Monday, 23 January 2012


Some people have wondered just what this Blog can achieve. Well, it has enabled formerly isolated investors (including ourselves) some of whom have paid across serious amounts of money, to relate their experiences and to try to make sense of the situation independently of the stories that Liam Collins and David Bone want everyone to believe. Without this Blog many of the investors would probably still be feeling stunned, depressed, helpless and furious about the whole fiasco. With this Blog, we have opened the matter up to public examination and paved the way for forensic accountancy.

We can only be astonished at the extent of the CBS/C&B/C&G muddle and of course at the reports of bad behaviour that we have received. 

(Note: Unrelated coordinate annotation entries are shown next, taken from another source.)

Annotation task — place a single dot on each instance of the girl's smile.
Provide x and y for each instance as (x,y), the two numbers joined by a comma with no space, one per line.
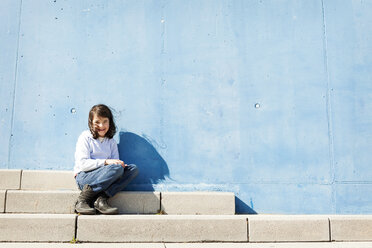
(101,125)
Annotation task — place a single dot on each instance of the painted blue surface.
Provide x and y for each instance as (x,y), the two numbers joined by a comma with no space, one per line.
(268,99)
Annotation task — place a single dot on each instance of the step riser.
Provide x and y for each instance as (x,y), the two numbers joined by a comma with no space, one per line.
(181,228)
(2,201)
(62,202)
(162,229)
(36,228)
(268,228)
(57,202)
(351,228)
(216,203)
(10,179)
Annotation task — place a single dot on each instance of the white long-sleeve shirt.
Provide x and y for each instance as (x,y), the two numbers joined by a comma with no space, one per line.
(91,153)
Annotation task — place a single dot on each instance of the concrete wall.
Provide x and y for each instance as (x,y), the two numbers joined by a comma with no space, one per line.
(269,99)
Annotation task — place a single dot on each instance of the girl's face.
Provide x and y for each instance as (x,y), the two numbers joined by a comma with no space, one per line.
(101,125)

Our object has always been to get the facts clear. C&B's tactic has been to keep everyone separate and in the dark about what happened to their loans, and then tackle recalcitrant investors one at a time. They were counting on the likelihood that none of the investors would want (or even be able to afford) the expense of hiring a lawyer and thereby throwing good money after bad. On top of that, there would be the time and trouble of going through a legal process, the results of which would always be doubtful. There are an unknown number of investors who still apparently hope that keeping quiet about their worries will give the best chance of being eventually recompensed. Liam Collins has said that only those who have stood by him will be rewarded by having at least some of their money repaid to them (thanks very much!) and that those who cause trouble, that is, question or deplore his business practices, won't get a penny back.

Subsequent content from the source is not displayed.